Last week I wrote about the need for transparency in inequalities research - how hidden research both reduces the truthfulness of its claims, and how it works against the collective nature of social science. This week I want to finish off my argument, and deal with the objections to transparent social science, and in particular to respond to Kat Smith’s wonderful warning. As she wrote on opendemocracy, when it comes to tobacco you can argue that ‘freedom of information reduces transparency’ rather than increases it.
Despite this, I think that all inequalities researchers should be as transparent as possible, and that the users of this research should demand transparency. Here’s why.
Practical objections to transparency
1. Why would it help anyone to be transparent?
The most common argument against transparency is that researchers have to put a huge amount of effort into collecting data – why would they bother doing this if they then had to share it with everyone else? (This is the response that Firebaugh found when floating compulsory transparency for the American Sociological Review in the 80s, and Abbott agrees – in the SM&R debates).

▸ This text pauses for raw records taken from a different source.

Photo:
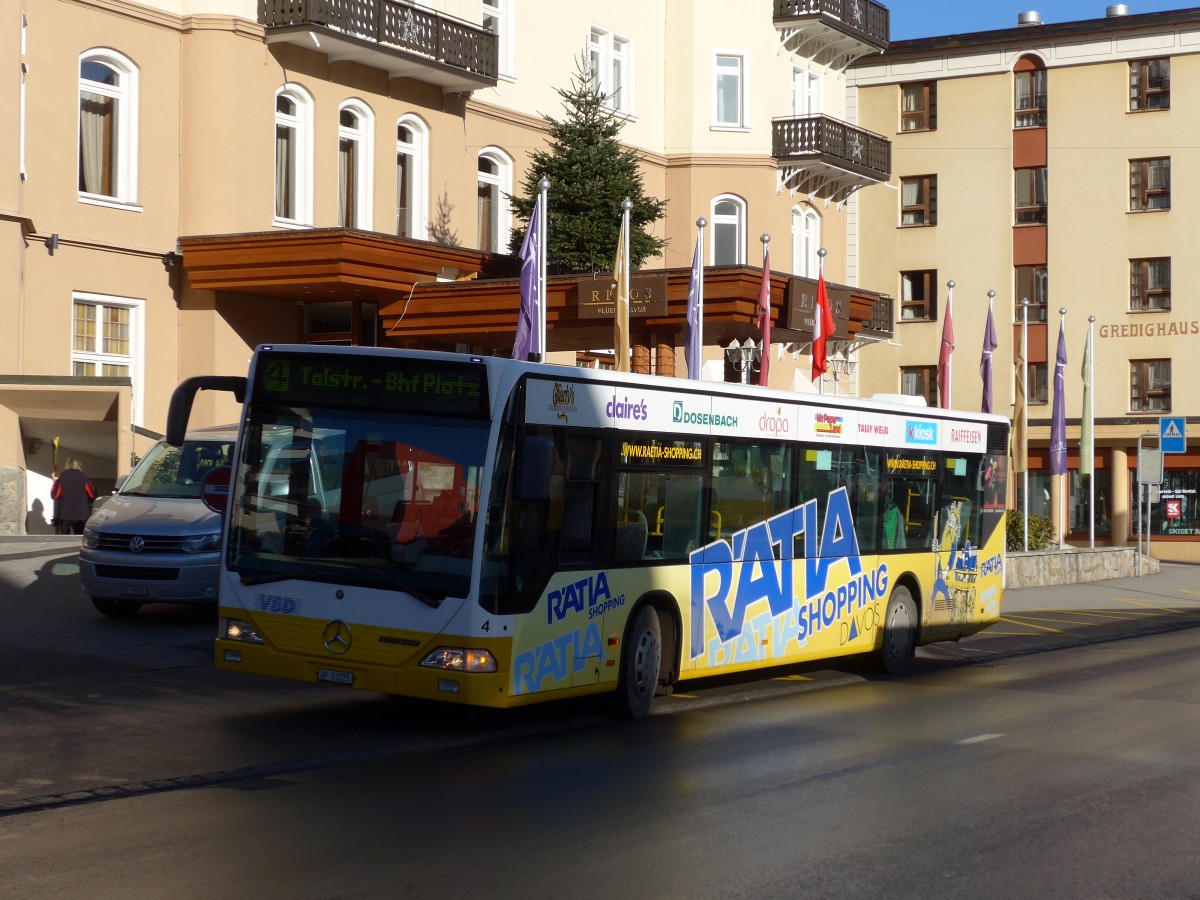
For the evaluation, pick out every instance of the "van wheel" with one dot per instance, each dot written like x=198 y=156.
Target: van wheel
x=640 y=664
x=899 y=633
x=119 y=609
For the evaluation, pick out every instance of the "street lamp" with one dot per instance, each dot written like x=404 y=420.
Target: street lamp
x=744 y=358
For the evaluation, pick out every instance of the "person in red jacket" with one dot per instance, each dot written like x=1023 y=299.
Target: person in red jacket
x=72 y=493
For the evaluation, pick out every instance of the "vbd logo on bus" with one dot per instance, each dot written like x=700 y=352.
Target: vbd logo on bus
x=733 y=580
x=924 y=433
x=681 y=415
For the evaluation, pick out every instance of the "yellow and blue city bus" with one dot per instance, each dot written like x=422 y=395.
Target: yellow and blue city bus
x=497 y=533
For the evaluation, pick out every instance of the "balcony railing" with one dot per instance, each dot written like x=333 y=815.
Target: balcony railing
x=396 y=27
x=834 y=142
x=881 y=322
x=868 y=18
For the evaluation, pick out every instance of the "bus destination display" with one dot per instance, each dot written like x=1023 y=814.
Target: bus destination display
x=400 y=384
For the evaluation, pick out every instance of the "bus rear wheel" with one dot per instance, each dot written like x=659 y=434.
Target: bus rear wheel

But transparency doesn’t mean removing the incentives to collect data – data collectors always have the first publication(s) from their data, so the headlines are theirs. Moreover, sharing data may even make your research more high-impact. Gary King has argued that articles that share data are cited twice as often as those that don’t. Andrew Abbott‘s SM&R piece points out that this claim is over-stated – using transparently available data! – and that the main drivers of citations are wider than data sharing. Still, there is a plausible argument that sharing data increases your public profile, gets your name known to lots of people, and has a greater number of people paying close attention to your research as a starting point for their own research.

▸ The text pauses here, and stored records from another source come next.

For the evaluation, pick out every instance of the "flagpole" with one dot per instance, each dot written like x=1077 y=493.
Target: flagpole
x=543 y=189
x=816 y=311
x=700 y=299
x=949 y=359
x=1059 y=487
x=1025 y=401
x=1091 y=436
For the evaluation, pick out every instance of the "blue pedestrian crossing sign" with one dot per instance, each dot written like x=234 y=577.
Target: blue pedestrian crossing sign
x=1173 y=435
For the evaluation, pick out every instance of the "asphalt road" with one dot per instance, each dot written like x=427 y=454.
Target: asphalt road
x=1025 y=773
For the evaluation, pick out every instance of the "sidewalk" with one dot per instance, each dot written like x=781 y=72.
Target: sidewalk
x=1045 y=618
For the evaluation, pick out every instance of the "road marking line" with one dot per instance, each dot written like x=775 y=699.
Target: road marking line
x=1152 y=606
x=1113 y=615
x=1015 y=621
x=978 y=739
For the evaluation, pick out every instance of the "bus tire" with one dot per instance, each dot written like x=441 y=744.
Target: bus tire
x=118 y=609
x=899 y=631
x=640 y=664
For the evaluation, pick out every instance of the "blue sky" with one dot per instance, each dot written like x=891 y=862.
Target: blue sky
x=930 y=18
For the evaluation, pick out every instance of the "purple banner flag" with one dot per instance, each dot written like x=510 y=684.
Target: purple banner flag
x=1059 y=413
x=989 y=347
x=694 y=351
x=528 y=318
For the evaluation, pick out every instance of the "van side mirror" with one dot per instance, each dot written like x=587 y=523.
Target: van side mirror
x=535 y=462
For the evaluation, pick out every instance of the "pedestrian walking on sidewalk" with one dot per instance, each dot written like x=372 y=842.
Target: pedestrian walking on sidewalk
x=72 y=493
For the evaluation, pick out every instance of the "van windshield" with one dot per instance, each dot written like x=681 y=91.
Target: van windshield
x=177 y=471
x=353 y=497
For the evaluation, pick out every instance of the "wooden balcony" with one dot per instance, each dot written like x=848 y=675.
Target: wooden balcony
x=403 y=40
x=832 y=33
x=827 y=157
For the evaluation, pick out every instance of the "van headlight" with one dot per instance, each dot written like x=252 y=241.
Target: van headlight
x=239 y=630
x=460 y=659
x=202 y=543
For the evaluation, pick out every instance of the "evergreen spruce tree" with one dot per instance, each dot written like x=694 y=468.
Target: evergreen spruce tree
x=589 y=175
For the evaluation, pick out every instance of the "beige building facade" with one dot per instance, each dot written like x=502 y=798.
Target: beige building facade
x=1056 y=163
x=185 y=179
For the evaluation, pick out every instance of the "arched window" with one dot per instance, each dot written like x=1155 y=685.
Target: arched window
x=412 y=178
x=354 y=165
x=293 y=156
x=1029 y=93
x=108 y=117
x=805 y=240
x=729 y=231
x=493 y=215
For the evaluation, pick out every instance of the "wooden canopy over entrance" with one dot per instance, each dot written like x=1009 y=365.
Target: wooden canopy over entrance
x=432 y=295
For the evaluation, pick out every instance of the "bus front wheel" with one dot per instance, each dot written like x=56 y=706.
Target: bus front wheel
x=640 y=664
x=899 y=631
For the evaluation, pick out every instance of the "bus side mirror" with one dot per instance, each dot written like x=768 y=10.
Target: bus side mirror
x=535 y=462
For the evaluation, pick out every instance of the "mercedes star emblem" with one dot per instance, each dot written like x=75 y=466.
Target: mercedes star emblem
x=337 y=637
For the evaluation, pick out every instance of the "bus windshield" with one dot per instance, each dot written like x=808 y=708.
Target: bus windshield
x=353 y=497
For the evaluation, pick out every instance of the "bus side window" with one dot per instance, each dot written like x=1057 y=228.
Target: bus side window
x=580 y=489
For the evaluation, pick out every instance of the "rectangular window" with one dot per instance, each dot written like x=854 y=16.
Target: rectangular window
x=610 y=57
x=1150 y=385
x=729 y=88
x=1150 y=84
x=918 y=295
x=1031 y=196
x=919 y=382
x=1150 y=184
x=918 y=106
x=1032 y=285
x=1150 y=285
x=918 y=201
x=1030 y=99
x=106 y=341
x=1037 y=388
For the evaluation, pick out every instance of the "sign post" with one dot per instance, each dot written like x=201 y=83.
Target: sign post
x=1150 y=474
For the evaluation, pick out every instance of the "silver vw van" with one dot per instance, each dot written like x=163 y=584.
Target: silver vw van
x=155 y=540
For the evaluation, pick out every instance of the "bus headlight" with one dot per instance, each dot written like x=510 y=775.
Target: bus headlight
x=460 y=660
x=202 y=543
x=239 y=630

I would go further than this though. Fundamentally, I think this argument is selfishness, pure and simple. And while selfishness is understandable for individuals, I can see no reason why we (as a scientific community) would tolerate it. Social science is a collective enterprise, which depends on people working together rather than the work of heroic individuals. It’s also (primarily) publicly-funded, the justification for which is that it helps society. This is why, for example, the main social science research council in the UK, the ESRC, requires any data collection it funds to be shared ‘to the maximum extent possible’. To me, reaping the rewards of data is a non-argument.

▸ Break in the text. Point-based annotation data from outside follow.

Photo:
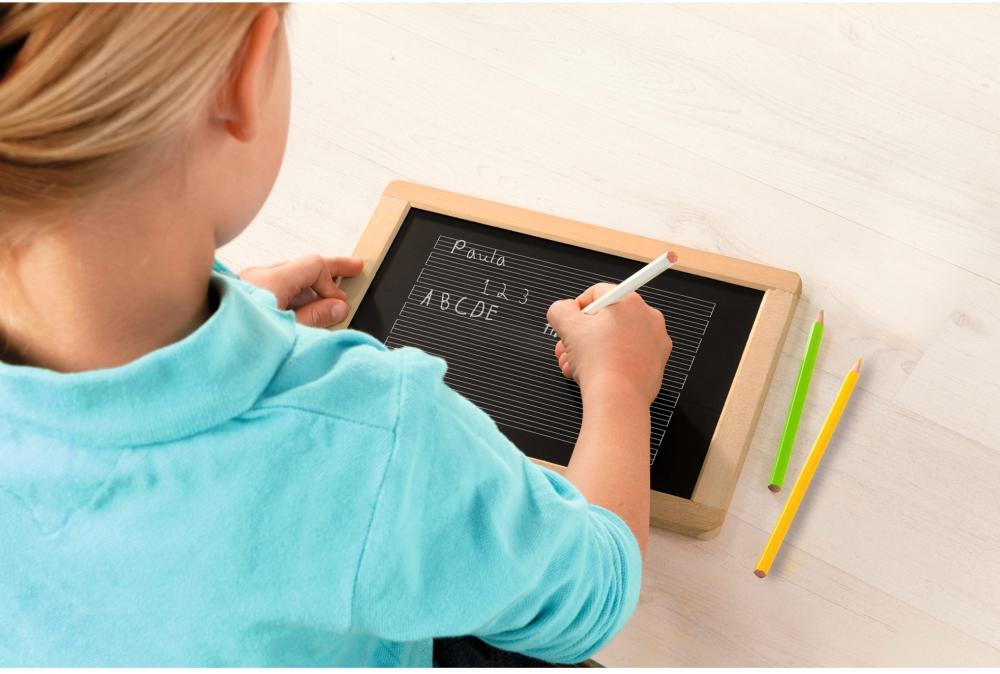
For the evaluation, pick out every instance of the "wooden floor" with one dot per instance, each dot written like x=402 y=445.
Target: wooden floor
x=858 y=145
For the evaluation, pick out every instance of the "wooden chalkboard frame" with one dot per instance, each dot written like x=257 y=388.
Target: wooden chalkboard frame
x=701 y=515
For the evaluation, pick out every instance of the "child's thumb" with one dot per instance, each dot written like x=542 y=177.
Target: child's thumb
x=322 y=313
x=562 y=314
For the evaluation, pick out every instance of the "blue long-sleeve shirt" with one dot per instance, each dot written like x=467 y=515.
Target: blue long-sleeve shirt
x=262 y=493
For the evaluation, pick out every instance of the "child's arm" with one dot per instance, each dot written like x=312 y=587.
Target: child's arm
x=308 y=286
x=617 y=356
x=468 y=536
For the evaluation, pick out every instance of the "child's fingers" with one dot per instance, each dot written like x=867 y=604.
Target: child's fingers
x=322 y=313
x=346 y=267
x=310 y=271
x=592 y=293
x=564 y=365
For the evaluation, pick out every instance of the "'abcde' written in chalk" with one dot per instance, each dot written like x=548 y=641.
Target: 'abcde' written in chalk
x=474 y=308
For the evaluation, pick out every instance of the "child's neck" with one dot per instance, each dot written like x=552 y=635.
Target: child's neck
x=103 y=287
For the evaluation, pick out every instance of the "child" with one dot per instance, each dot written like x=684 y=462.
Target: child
x=188 y=476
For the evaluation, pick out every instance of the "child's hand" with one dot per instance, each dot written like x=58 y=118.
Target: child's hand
x=623 y=348
x=308 y=286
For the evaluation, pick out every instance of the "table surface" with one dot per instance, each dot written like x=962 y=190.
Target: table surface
x=858 y=145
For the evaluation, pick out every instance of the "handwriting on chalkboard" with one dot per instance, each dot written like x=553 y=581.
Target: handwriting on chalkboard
x=470 y=253
x=445 y=302
x=484 y=309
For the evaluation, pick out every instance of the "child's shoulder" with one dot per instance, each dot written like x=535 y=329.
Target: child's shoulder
x=350 y=375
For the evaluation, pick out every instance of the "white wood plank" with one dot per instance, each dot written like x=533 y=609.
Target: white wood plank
x=878 y=44
x=852 y=148
x=957 y=381
x=899 y=502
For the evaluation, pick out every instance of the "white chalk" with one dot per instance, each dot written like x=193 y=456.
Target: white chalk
x=633 y=282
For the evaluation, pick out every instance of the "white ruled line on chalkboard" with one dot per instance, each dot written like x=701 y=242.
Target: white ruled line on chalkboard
x=500 y=349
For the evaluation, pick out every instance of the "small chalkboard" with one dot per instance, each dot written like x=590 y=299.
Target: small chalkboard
x=471 y=281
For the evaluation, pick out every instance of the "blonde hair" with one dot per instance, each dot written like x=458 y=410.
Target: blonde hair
x=84 y=87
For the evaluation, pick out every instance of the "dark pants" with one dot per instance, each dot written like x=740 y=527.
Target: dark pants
x=471 y=652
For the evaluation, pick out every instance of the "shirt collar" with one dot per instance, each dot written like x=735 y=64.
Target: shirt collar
x=212 y=375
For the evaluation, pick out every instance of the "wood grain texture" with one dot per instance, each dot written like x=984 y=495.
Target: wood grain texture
x=858 y=145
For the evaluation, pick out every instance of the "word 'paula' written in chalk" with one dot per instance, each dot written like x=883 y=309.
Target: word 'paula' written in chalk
x=460 y=247
x=463 y=306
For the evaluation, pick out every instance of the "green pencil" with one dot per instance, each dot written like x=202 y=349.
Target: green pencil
x=795 y=407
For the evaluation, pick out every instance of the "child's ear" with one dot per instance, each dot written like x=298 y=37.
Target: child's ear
x=237 y=101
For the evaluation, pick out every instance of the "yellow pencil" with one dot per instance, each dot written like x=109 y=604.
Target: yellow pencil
x=808 y=470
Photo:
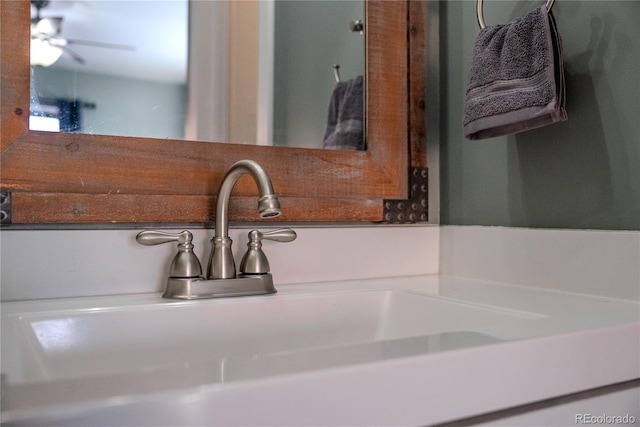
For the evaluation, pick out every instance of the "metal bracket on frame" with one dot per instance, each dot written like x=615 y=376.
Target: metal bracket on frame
x=5 y=208
x=414 y=209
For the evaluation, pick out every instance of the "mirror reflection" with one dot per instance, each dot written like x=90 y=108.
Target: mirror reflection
x=269 y=72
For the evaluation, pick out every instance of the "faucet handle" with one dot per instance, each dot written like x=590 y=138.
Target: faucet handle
x=185 y=264
x=254 y=260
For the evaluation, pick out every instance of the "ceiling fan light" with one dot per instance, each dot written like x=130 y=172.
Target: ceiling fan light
x=43 y=53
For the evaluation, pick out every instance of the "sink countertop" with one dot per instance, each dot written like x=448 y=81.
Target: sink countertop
x=550 y=344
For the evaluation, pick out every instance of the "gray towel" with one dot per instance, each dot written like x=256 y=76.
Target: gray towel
x=345 y=130
x=516 y=81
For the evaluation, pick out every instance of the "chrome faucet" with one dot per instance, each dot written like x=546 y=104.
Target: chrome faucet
x=185 y=280
x=221 y=264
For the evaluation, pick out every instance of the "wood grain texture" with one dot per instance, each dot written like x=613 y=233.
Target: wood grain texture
x=80 y=178
x=417 y=84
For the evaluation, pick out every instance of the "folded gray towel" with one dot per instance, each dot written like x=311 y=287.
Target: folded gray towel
x=516 y=81
x=345 y=130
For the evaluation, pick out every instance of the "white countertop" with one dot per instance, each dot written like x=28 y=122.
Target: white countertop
x=536 y=344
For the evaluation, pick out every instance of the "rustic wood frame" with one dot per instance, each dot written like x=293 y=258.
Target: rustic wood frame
x=59 y=178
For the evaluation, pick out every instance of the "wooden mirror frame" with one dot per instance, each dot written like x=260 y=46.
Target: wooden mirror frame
x=58 y=178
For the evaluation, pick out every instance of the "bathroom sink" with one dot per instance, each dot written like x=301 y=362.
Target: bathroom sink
x=151 y=341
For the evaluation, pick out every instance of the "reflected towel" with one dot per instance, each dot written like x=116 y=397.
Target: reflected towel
x=516 y=81
x=345 y=130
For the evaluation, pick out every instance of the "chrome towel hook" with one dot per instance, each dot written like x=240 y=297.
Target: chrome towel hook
x=481 y=23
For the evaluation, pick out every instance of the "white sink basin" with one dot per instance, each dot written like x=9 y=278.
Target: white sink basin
x=63 y=359
x=150 y=344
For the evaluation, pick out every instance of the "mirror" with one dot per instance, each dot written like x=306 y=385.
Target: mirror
x=57 y=178
x=269 y=62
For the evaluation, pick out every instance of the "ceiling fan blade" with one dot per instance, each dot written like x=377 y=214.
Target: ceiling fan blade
x=100 y=44
x=72 y=54
x=49 y=26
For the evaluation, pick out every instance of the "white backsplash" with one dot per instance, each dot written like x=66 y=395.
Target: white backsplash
x=596 y=262
x=63 y=263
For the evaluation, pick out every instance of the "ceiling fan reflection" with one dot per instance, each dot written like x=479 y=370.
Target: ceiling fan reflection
x=46 y=43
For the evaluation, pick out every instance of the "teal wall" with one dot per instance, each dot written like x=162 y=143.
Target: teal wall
x=310 y=37
x=124 y=106
x=582 y=173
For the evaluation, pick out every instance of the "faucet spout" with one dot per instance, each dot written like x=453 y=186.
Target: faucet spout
x=221 y=264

2. Where do find the time to be transparent?
The other main complaint is that sharing data and code is time-consuming (see Firebaugh). To which I can only say – yes…
…BUT…
…if you follow good-practice principles in your research, you can have data + code ready to share and actually save time! Scott Long‘s wonderful book sets out the principles for good data management, and personally I think that any analyses that you can’t follow if you come back to in two years shouldn’t be published anyway.
So rather than extra effort, it’s an incentive for us to do our analyses properly in the first place.
3. Do I have permission to be transparent?
One caveat with transparency is that sometimes we don’t have permission to be transparent. I primarily do analyses using other people’s data – and so it’s their decision to share the data, rather than mine. So for example, I use the influential Whitehall II cohort of civil servants in two of my PhD chapters, but anyone wanting to replicate this will have to go to a committee that guards access to the data. And sometimes people didn’t ask research participants if they could share data at the time. So there are limits to what we can do here.
A related point is whether it’s possible to share data/code and maintain confidentiality to research participants. Huge amounts have been written about this, and the main consensus seems to be that most data can be shared, but it’s sensible to restrict access to trustworthy individuals (in the UK, this basically means anyone working at a university), and to get people to agree to terms and conditions in using the data – on pain of losing their right to do so in future. For some data though (e.g. date of birth, local area identifiers), access probably needs to be restricted yet further – so for example, some analyses I’m doing on British Social Attitudes probably won’t be replicable unless other researchers approach the data holders, NatCen. Still, I can make the process of obtaining data as transparent as possible to make replication easier.
Kat Smith and Heather Lanthorn mentioned the need to look at qualitative research in a comment on last week’s post, and I should mention it here. I think all of the same principles apply to qualitative research (the UK Data Archive has a ‘Qualidata’ section)- it’s just that the confidentiality issues are harder. Personally I ask all qualitative interview participants for permission to share anonymised data, and I anonymise my interviews at the point of transcription, so it’s relatively straightforward to make these available when I publish them. But in some circumstances – particularly interviewing elites who are more easily identifiable (which I’ve done), or those such as drug dealers or benefit cheats who would be uncomfortable with sharing – there are inevitable limits to how far data can be shared. And this is fine.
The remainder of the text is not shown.